Committing to keeping your vows is not only for others it’s also for you. It’s easy to give up when we don’t know what the future holds, it gets a little tough, or we’re unsure. An open mind and heart to receive new God opportunities are important. Don’t give up, you may just need to pivot.
Promises, pledges, and commitments
I know sometimes we think it’s not a big deal when we promise to do something and break it, but it becomes a big deal when someone does that to us. See, people are counting on us, and even though it may not be as important to you, it is to them. Some things are important to you that others may not place a high priority on, but they show up for you. When we promise, pledge, and commit we must follow up and follow through. As Christians, our goal is that Christ is seen in and through us. If we say we are going to do something and don’t, that makes us a liar and a hypocrite. That behavior causes our integrity, commitment, and support to be questioned.
Communicate
One of the worse things you can do is commit to doing something and then go missing in action. No phone call or you don’t answer your phone. It’s like you fell off the face of the earth. As soon as you have a need, you appear to be everywhere and available. If you are unable to keep your obligation, you need to be honest about it and communicate that right away. Try to offer other options and be compassionate, because you may be putting them in a bind. Be mindful of other people’s time, it’s valuable just like yours. As time ticks away because of our lack of communication, that’s precious time stolen from someone else.
Put yourself in the place of others
It’s easy to become self-absorbed about the things that have meaning to us and lose sight of others. We become less likely to put ourselves in the place of others because we elevate our circumstances above theirs. Breaking promises, commitments, and vows becomes easier when all we think about is ourselves. If we are not careful we can become callous and numb. Be thankful to the Lord when you are on the mountain top, but remember everything has a season. When you are brought low it’s much easier for people to rally around you when you have put yourself in the place of others.
In conclusion
But let your communication be, Yea, yea; Nay, nay: for whatsoever is more than these cometh of evil, Matthew 5:37 KJV. Your yes or no spoken should be enough to validate your commitment and build trust. We must say what we mean and mean what we say, with love. Unfortunately, we have diminished the value of our words with selfish agendas. The great thing about this is, it can be reversed by starting to keep our promises, pledges, and commitments. It may take time and it will take effort, but if we do what we say and put others first, trust and loyalty can be rebuilt.
ACTION ITEM(S)
- Does your yes mean yes and your no mean no?

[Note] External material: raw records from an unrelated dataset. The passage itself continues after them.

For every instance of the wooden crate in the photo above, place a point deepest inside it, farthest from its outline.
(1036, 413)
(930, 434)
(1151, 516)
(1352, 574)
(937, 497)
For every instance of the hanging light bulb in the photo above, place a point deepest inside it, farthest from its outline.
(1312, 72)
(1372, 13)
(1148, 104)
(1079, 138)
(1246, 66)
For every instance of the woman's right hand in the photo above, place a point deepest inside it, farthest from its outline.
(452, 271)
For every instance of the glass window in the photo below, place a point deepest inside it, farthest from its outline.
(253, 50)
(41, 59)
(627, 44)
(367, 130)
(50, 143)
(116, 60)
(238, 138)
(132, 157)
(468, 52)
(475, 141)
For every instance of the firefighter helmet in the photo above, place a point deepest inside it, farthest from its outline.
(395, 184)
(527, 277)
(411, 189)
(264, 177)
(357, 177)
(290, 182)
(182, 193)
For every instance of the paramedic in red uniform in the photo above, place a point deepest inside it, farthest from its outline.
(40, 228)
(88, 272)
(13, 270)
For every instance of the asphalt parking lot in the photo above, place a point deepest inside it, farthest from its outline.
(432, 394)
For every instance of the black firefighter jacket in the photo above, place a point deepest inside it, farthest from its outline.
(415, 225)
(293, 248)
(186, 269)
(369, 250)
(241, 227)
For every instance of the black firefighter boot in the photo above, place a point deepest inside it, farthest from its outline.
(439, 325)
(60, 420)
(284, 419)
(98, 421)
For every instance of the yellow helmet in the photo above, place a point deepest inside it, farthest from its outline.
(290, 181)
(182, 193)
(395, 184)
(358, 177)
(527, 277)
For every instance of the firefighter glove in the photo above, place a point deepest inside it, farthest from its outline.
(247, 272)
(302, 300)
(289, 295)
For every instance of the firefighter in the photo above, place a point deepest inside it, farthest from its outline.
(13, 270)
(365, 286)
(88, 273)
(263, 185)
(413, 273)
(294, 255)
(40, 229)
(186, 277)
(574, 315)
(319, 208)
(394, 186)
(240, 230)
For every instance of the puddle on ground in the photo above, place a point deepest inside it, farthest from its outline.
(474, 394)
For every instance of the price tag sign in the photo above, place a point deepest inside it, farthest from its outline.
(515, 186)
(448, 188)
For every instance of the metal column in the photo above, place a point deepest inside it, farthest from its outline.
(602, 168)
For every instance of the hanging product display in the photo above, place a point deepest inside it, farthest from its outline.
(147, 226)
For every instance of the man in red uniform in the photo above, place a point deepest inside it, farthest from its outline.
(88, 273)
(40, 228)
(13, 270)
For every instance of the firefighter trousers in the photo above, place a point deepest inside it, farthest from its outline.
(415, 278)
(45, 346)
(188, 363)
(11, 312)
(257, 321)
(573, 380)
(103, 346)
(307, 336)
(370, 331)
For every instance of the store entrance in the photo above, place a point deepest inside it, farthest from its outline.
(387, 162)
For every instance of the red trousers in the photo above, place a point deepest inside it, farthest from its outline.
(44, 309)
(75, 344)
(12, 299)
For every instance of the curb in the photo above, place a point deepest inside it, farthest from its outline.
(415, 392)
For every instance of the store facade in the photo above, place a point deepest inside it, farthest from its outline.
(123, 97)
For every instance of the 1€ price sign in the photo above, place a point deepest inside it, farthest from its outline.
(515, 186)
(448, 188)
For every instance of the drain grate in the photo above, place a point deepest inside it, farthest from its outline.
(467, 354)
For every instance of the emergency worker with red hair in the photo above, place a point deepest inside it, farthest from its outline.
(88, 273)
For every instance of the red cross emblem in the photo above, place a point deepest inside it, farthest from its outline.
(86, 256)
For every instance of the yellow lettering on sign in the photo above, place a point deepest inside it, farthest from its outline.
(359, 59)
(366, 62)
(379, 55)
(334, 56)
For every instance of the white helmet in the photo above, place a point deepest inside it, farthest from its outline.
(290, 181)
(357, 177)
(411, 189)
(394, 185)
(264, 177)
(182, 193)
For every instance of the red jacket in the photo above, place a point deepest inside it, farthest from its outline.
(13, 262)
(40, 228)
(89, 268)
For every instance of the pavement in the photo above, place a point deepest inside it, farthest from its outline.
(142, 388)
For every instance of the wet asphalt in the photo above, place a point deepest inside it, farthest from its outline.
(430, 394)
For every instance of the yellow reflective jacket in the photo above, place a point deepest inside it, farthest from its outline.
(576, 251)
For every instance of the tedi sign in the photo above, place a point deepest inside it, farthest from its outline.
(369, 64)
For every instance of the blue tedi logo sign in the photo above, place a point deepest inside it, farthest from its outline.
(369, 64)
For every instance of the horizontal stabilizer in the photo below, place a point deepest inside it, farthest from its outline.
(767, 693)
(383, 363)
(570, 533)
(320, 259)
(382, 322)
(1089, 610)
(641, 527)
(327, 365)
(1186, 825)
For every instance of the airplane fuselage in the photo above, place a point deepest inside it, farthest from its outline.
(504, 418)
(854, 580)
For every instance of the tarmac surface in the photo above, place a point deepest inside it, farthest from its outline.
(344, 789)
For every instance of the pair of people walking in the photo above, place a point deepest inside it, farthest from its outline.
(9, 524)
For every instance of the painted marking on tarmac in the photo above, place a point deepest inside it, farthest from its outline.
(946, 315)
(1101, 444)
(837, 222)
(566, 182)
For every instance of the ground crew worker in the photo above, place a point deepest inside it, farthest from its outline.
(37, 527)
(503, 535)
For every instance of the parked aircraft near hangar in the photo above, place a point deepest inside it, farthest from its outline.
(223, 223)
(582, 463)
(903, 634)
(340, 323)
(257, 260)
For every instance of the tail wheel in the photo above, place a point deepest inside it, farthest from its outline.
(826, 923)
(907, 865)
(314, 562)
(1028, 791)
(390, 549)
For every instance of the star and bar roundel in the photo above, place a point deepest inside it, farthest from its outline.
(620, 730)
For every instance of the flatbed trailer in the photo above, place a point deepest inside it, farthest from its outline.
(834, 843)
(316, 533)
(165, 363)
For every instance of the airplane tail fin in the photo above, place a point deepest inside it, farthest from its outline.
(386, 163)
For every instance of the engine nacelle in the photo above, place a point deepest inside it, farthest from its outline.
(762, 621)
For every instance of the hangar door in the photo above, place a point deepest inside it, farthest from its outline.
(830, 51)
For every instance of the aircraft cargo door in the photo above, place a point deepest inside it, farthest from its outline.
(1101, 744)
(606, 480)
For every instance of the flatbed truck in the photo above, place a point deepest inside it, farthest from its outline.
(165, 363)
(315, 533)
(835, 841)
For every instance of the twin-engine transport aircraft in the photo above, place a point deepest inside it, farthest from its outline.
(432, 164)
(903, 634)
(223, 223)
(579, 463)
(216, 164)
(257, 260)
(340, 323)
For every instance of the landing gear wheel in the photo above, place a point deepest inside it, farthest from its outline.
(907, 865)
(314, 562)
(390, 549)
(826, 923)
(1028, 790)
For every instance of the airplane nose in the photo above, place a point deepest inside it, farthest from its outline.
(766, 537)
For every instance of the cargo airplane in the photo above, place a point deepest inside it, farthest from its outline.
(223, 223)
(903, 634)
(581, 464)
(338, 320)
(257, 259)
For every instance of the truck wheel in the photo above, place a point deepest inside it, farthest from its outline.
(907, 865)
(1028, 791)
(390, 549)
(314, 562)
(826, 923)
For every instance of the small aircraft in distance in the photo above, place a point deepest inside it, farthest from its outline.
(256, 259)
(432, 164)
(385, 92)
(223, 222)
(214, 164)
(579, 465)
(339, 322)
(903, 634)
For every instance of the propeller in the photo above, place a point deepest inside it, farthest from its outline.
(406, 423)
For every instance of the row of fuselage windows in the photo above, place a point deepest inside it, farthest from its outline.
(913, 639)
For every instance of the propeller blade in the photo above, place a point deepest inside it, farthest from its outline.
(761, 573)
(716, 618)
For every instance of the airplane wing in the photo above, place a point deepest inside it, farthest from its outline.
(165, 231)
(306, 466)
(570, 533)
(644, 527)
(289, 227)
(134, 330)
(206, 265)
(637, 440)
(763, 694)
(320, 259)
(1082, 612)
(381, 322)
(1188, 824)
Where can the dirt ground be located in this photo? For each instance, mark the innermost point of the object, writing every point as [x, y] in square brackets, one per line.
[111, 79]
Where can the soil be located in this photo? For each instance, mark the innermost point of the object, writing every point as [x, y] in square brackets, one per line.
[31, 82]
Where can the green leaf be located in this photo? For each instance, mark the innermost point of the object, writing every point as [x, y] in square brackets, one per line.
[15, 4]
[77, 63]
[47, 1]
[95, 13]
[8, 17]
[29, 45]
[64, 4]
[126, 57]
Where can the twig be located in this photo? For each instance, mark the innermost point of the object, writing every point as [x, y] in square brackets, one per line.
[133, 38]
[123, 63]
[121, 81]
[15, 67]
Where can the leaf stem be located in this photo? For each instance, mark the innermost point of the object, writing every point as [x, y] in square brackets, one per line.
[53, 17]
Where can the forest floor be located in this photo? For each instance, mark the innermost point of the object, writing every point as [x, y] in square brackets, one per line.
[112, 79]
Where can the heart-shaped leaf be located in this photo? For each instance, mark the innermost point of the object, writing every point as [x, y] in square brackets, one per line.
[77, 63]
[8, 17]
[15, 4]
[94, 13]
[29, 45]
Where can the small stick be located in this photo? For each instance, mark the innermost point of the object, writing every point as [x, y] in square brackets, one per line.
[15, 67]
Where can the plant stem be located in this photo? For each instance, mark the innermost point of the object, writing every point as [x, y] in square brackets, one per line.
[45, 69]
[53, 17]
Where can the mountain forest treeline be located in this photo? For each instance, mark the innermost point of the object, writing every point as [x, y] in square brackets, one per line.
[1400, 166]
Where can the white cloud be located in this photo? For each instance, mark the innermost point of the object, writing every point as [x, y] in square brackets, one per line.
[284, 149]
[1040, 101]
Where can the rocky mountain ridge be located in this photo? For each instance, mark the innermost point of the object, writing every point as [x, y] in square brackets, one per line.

- Have you broken your vows?
- Do you need to make it right with someone?
- Have you elevated yourself or circumstances and lost sight of others?
Oh two things come to my mind. One with the Lord. If I tell God I am going to do something and especially for HIM, I feel that accountability and makes me want to keep my word to HIM! It’s the least I could do!!!
Also with my kids. If I tell my daughter I am going to read her a book in bed before she falls asleep. We have this special hand shake that means I promise I will. One night I landed in the ER and I couldn’t keep this promise. So the next time she did look at me like are you sure.? But I explained last time was not planned. It truly is important. Especially in a marriage too. I know I fall short and need GODS help daily with this. Bc even if my husband is being un lovable …… I committed my marriage before the Lord. Thanks Carol. I’m going to take this into the rest of my week and pray and ask God to show me more where I might need help. Thanks for the truth. Even when it’s not comfortable to share. You do it so well through the Holy Spirit. Love you friend.
Ashley, Keeping our vows in every area is so important. Praise God you are honoring that with your husband and children!!!
Wow… another heavy BUT necessary post! As I was reading I was reminded of the scripture..Do unto others as you would have them do unto you. This seems so simple but yet so hard to do.
It is not normal practice for me to make vows to others them break them and especially without good cause. In fact it’s just the opposite. I will over commit myself then wonder why did I agree to that
As a result of that I tend to not be as diligent when it comes to keeping certain vows or commitments to myself. I’m learning more of how to create a balance.
Lisa, Overcommitting is a huge issue as well, thank you for pointing that out. I appreciate your comment!